Yes, but: Hospitals are fighting multiple battles in Washington, where lawmakers and the White House seem increasingly emboldened to take them on.
What they're saying: Democrats repeatedly demonized drug and insurance companies during this week's debates — but not hospitals.
- "All of [the candidates] lack the courage to name the one major obstacle to getting any meaningful reform done: the hospitals and medical providers who create the most costs in the system by a wide margin," David Dayen wrote in The American Prospect.
- The Atlantic's Olga Khazan made a similar point, asking, "Why Won't Democrats Blame Hospitals?"
Between the lines: Most people don't visit hospitals very often, thus avoiding expensive hospital bills. Everyone sleeps a little easier knowing that there's a hospital nearby in case something bad happens. And the hospital lobby is strong and friendly with Democrats.
- "Policy issues generally require a villain, and I’m not sure hospitals make a good villain for Democrats.
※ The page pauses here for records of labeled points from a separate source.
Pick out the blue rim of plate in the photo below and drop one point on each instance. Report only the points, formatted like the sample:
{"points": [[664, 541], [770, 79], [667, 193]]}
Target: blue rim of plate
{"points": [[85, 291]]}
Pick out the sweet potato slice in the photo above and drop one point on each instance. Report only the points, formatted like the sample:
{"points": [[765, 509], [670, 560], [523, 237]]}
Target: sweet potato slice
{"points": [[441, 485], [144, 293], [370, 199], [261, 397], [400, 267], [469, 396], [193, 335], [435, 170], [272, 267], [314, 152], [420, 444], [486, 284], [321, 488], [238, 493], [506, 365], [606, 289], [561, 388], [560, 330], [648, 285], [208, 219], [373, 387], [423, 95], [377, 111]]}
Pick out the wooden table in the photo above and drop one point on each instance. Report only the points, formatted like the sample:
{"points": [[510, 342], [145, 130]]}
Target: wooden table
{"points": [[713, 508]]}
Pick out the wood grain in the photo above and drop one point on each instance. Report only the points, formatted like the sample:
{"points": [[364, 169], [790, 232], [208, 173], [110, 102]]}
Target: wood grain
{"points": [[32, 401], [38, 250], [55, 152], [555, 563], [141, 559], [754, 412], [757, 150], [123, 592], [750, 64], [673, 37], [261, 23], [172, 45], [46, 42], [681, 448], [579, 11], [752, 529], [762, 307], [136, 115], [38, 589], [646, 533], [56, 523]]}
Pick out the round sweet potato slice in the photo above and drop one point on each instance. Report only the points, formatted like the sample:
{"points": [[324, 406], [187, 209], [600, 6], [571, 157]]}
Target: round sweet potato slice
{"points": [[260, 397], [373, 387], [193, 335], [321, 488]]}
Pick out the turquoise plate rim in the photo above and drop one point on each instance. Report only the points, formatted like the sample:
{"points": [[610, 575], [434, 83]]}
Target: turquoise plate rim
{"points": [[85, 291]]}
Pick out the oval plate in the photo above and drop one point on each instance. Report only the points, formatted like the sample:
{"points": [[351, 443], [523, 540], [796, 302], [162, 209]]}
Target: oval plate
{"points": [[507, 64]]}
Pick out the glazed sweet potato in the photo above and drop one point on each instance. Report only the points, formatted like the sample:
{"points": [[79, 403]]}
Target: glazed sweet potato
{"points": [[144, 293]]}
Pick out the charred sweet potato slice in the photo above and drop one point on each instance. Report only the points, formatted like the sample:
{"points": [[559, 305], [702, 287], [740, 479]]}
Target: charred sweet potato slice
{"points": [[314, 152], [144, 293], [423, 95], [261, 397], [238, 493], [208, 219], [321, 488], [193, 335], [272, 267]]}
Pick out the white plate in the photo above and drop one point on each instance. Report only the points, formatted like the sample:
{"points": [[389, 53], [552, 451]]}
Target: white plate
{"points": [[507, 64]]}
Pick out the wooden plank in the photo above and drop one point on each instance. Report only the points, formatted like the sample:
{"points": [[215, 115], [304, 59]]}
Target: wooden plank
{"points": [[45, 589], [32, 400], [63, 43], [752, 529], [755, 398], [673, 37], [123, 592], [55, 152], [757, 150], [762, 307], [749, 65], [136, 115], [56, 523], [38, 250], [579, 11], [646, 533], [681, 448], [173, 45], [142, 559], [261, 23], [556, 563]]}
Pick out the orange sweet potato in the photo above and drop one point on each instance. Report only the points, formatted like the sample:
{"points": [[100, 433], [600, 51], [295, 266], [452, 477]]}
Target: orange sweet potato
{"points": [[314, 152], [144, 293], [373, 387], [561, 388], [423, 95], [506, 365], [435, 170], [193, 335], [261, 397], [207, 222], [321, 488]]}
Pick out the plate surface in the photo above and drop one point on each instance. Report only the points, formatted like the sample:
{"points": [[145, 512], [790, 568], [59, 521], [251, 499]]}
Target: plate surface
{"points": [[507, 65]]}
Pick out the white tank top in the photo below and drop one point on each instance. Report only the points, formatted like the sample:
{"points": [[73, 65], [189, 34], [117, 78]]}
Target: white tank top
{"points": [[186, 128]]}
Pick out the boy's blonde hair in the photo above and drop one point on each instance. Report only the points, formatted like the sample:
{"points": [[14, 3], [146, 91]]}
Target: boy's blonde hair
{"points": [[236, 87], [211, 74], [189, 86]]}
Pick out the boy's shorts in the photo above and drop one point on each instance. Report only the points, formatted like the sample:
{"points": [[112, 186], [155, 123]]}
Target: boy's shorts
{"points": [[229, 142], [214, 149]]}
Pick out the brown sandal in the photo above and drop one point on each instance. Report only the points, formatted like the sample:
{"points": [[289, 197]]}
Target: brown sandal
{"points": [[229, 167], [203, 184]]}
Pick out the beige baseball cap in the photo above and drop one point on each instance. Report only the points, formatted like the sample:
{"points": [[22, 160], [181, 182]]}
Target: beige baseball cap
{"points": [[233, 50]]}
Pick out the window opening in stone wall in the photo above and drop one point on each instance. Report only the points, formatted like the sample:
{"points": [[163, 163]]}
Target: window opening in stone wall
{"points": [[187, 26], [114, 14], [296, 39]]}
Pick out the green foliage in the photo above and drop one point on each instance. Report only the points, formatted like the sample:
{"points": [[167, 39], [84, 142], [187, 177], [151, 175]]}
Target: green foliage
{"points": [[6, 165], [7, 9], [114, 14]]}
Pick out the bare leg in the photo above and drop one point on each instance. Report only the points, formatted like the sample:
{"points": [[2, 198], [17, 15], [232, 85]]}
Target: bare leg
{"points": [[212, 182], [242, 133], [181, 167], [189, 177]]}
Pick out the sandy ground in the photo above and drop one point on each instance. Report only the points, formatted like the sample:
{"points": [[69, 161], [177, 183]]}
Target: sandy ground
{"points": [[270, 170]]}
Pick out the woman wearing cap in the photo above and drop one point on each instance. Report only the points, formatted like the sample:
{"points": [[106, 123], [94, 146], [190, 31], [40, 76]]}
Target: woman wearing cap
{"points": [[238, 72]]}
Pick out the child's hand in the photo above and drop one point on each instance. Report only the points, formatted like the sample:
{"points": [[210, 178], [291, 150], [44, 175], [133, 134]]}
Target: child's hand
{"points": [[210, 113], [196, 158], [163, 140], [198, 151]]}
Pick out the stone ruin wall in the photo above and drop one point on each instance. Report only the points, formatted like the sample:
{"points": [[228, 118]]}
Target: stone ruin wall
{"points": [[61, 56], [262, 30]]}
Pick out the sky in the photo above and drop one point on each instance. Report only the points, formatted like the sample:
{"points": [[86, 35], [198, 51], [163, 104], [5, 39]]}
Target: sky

In recent years, especially around the ACA and efforts to protect it from repeal, Democrats and hospitals have been allies," the Kaiser Family Foundation's Larry Levitt said.
Yes, but: Hospitals are still getting more scrutiny in Washington than they're comfortable with.
- The Trump administration this week wants to force hospitals to disclose the prices they've negotiated with insurers — a policy the industry loathes.
- Hospitals and doctors didn't get their way in Congress' initial effort to tackle surprise medical billing; they're lobbying for changes that would make the final proposal more provider-friendly. (The House already caved.)
- Federal payment cuts to hospitals are set to take effect this fall, and Senate Finance Chairman Chuck Grassley has hinted that he wants to ensure at least some of those cuts will really happen.